I'm feeling pretty good, despite the fact that I've been sitting around analyzing every last thing. I'm happy to report that I'm feeling pretty perky (thank you steroids) and I'm not nauseous (thank you Emend, the very pricey "anti-nausea bomb"). I have spent the day lazying around, getting a shot in the stomach to kick start my bone marrow into making more white blood cells, trying to figure out some insurance snafu, going to Costco to pick up a couple of things before my mom's arrival and chatting on the phone. Not bad for the day after my first session of chemo.

There were quite a few goodies delivered by the UPS fairy today! A gorgeous orchid, a box of yummies from Zingerman's, a new hat and a gorgeous bouquet of flowers.

In other news, Keith buzzed my hair today. I actually like it short (very very short). It's just a little chilly up there. I'll post a photo tomorrow.

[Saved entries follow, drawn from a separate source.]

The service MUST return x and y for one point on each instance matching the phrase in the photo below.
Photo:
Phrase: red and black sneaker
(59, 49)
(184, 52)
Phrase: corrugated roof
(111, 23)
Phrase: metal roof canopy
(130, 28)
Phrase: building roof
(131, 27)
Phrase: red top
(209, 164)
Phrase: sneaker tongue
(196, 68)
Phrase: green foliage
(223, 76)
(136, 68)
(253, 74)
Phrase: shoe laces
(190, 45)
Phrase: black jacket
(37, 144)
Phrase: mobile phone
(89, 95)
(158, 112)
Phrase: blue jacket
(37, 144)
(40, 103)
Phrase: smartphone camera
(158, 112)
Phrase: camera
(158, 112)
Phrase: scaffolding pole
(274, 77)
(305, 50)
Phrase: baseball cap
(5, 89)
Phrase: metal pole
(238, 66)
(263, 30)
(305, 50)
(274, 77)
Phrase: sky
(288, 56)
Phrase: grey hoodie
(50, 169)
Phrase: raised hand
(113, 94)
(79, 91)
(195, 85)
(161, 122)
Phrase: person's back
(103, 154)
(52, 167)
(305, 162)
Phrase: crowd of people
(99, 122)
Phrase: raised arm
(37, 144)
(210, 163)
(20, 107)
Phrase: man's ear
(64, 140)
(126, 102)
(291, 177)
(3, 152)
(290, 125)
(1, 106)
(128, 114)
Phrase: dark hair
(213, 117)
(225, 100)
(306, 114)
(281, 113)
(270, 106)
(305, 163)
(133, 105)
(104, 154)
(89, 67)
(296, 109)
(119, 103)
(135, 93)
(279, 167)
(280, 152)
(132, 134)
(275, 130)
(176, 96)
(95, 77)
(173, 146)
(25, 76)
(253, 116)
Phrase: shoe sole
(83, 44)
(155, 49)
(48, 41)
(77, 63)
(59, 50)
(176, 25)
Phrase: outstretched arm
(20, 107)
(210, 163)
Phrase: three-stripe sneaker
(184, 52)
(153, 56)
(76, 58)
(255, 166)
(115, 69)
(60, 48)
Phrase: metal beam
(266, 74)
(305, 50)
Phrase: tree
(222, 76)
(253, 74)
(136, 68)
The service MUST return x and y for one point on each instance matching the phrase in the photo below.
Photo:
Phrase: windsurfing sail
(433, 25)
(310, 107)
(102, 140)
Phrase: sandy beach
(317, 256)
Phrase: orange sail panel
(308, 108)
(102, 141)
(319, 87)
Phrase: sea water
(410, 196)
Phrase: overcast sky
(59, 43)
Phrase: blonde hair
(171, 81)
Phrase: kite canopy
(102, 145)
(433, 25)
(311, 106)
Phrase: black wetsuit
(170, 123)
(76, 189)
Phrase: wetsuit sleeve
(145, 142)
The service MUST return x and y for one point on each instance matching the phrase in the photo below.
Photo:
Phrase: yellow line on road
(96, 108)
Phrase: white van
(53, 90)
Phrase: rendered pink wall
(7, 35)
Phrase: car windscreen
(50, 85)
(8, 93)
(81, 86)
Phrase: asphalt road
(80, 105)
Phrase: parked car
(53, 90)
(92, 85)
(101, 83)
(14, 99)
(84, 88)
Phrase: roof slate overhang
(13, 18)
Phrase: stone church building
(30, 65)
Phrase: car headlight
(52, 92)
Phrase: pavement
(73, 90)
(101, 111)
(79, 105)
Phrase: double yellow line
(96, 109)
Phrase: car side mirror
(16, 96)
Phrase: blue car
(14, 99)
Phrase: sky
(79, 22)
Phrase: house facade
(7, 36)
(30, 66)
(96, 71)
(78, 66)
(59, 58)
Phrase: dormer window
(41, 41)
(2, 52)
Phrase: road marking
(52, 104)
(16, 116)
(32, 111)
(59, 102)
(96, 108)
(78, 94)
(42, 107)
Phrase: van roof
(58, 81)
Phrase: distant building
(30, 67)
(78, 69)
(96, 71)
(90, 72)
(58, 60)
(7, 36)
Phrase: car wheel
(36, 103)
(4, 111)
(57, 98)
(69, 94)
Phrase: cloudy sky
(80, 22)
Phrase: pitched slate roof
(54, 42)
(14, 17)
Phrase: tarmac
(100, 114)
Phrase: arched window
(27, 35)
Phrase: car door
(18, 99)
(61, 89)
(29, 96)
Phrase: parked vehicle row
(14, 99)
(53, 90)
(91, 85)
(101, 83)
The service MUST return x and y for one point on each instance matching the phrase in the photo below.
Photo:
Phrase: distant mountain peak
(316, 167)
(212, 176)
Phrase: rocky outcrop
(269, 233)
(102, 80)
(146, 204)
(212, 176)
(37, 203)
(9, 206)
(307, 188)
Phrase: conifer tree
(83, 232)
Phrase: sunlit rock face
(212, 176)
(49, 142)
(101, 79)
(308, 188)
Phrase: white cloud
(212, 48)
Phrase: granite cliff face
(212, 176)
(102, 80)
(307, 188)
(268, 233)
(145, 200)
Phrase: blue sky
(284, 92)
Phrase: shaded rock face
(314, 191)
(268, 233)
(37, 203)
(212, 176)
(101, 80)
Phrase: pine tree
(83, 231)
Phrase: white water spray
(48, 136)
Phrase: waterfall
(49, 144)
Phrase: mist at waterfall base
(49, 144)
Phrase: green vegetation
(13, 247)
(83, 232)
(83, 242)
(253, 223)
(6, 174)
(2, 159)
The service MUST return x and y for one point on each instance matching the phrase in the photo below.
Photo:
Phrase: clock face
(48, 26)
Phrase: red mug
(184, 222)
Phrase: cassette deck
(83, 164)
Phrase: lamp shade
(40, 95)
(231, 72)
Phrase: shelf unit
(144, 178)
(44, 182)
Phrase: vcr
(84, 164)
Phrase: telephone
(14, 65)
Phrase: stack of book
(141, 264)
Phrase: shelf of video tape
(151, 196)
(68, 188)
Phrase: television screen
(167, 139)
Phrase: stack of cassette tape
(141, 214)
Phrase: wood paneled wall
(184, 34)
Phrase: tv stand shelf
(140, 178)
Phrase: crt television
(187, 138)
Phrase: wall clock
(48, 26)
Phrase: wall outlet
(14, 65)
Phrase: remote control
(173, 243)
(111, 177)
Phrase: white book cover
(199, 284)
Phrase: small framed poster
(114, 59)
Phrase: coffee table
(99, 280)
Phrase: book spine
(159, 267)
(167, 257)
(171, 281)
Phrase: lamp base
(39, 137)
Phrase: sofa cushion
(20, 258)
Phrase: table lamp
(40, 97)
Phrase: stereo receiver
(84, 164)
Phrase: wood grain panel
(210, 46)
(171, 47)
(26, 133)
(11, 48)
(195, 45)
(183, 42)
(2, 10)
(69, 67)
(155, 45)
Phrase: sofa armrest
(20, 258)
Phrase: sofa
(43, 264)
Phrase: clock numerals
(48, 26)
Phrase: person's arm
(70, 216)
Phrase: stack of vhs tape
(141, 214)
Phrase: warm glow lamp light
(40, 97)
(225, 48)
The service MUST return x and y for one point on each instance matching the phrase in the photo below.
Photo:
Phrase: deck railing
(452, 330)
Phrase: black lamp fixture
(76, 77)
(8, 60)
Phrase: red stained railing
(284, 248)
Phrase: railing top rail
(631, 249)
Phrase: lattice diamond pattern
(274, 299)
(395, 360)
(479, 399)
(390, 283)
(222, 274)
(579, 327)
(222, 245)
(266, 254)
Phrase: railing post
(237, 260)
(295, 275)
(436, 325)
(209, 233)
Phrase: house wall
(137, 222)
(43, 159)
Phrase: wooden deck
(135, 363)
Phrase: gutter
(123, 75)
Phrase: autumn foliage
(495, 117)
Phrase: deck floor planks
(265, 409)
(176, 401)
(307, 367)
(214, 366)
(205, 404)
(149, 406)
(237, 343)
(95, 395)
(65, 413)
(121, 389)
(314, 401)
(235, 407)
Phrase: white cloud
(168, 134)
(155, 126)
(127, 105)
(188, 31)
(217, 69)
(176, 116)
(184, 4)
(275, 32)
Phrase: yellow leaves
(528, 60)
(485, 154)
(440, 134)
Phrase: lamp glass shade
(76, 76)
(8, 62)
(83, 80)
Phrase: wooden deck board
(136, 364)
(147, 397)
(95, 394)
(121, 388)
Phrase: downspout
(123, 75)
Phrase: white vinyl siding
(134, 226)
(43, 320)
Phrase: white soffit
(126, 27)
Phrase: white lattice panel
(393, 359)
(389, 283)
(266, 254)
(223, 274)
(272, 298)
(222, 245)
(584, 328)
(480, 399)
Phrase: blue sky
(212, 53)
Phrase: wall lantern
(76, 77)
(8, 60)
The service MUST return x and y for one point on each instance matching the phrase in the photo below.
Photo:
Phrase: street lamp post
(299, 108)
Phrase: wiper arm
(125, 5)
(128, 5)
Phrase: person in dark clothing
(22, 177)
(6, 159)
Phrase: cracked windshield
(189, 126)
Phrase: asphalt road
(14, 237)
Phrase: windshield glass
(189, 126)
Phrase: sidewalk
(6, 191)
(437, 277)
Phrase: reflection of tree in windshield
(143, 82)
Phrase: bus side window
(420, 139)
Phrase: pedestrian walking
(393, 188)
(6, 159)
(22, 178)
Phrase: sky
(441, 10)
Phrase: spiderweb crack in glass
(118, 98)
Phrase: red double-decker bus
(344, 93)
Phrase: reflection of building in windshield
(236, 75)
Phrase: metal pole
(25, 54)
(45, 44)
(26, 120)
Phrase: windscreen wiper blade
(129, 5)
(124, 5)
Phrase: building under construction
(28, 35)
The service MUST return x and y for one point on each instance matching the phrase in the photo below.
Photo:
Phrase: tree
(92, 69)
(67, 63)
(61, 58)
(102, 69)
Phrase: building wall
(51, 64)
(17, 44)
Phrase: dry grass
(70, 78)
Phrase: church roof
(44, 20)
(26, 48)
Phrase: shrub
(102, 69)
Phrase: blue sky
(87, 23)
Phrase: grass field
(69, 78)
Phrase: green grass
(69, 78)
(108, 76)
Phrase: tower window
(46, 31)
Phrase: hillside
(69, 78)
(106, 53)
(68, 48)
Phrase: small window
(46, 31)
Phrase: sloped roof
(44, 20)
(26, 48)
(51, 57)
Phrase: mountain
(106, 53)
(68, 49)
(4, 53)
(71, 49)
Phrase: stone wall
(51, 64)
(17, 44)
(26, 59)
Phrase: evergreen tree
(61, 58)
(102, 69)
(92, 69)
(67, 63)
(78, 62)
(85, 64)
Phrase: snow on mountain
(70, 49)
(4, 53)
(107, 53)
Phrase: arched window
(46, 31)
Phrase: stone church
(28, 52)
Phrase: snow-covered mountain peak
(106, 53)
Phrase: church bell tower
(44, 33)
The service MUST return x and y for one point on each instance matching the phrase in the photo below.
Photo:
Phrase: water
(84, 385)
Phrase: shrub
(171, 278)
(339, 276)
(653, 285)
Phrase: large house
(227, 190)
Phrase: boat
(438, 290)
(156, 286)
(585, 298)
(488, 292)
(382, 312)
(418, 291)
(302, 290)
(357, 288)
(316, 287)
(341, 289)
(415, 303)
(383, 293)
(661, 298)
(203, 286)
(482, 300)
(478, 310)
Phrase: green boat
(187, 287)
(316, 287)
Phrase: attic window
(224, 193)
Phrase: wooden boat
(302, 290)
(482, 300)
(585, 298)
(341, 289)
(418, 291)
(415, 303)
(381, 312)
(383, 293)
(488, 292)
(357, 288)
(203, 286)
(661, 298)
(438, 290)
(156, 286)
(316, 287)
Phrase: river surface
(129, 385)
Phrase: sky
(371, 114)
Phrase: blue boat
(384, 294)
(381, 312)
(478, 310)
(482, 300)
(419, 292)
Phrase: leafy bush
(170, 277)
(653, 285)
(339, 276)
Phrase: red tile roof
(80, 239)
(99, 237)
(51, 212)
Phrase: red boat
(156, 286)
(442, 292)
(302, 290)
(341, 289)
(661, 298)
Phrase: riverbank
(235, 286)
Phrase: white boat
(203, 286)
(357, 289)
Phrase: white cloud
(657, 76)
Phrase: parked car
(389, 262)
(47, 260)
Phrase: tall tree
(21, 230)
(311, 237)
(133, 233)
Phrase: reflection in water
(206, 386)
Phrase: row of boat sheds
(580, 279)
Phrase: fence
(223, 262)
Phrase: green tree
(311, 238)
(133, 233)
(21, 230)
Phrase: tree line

I'm off to watch some TV and try to get my mom settled in.

First One Down...

Keith and I are finally back home after my marathon drip, some assing around trying to get scheduled for everything else and getting meds from the in-house pharmacist (way easier than having to go to the drug store!). Keith was great, he came with me this morning and stayed with me for an hour or so, then he went to work for a bit and came back at 2:00. What a guy!

The other guy in my life today was G my infusion nurse. He explained everything, kept me smiling and even let me take a quick picture of my first bag of chemo!!

Everything went fine, but they had us worried at first. My liver enzyme levels were pretty high, so they had to call Dr. Y to check and see if we could go ahead. Thankfully she gave the go ahead and we got started (albeit 45 minutes late, Keith says "that is why you're called a 'patient'").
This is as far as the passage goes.